Yadi menyebut, penentuan nasib BUMN itu bisa ditentukan apakah melalui proses penyehatan lewat merger atau ditutup. Diketahui, ini kembali lagi pada kinerja perusahaan setelah dibantu pengelolaannya oleh PPA.
"Kalau saya sih melihatnya umumnya akan berkurang, pasti berkurang, either ditutup atau di-merger," tegasnya.
Advertisement
PPA Tangani 14 BUMN Sakit
Sebelumnya, PT Perusahaan Pengelola Aset (PPA) tengah menangani penyehatan dari 14 BUMN yang masuk dalam kategori sakit. Namun, saat ini progres pemulihannya BUMN disebut sudah menunjukkan capaian positif.
Diketahui, PPA menangani 21 BUMN dan 1 anak usaha BUMN dalam proses penyehatan ini. Sebelumnya, sudah ada 7 perusahaan yang dibubarkan, dan tersisa 14 perusahaan dan 1 anak usaha lagi yang menjaei fokus.

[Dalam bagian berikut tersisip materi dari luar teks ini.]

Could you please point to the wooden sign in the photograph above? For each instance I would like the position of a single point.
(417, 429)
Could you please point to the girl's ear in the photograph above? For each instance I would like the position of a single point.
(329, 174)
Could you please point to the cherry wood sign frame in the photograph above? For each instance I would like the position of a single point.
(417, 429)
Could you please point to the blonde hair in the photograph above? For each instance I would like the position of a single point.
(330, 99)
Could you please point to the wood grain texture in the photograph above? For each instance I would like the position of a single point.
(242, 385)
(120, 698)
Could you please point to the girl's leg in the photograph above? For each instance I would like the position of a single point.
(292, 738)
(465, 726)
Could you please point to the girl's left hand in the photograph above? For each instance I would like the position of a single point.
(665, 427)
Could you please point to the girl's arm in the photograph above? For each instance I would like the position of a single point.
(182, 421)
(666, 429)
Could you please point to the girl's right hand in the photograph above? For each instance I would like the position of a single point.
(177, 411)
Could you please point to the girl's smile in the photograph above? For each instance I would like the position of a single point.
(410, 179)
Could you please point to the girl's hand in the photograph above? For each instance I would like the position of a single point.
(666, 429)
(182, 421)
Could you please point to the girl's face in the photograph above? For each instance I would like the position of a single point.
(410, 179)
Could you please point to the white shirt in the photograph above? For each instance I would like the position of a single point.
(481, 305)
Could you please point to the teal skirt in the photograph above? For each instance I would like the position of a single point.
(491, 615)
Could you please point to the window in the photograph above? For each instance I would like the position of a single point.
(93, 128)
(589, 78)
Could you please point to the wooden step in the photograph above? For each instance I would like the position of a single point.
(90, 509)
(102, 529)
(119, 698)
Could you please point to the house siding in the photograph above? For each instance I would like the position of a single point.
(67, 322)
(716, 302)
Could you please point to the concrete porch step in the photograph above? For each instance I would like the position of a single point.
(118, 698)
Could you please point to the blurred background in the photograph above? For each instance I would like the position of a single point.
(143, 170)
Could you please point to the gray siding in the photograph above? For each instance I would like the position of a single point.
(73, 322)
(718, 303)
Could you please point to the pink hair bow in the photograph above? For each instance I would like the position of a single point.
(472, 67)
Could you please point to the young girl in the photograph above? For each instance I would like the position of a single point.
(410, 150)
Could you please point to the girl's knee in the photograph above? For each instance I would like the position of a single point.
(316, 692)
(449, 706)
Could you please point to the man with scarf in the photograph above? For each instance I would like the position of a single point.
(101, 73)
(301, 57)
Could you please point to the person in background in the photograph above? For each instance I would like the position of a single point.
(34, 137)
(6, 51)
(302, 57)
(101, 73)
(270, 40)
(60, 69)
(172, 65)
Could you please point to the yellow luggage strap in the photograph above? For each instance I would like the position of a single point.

"Dalam melaksanakan mandat Surat Kuasa Khusus dari Menteri BUMN, PPA telah melakukan kajian yang komprehensif guna merumuskan strategi penyelesaian terbaik terhadap masing-masing BUMN Titip Kelola, mulai dari signifikansi perusahaan, keunggulan kompetitif, persepsi pasar, serta kinerja keuangan," ucap Direktur Utama PPA Muhammad Teguh Wirahadikusumah dalam keterangannya, Kamis (18/1/2024)
BUMN
- PT Barata Indonesia (Persero)
- PT Boma Bisma Indra (Persero)
- PT Industri Kapal Indonesia (Persero)
- PT Dok & Perkapalan Kodja Bahari (Persero)
- PT Dok dan Perkapalan Surabaya (Persero)
- PT Djakarta Lloyd (Persero)
- PT Varuna Tirta Prakasya (Persero)
- PT Persero Batam
- PT Inti (Persero)
- Perum Percetakan Negara Republik Indonesia (PNRI)
- PT Indah Karya (Persero)
- PT Amarta Karya (Persero)
- PT Semen Kupang (Persero)
- PT Primissima (Persero)
- PT PANN Pembiayaan Maritim -- Anak usaha BUMN PT Pembiayaan Armada Niaga Nasional (Persero) atau PANN.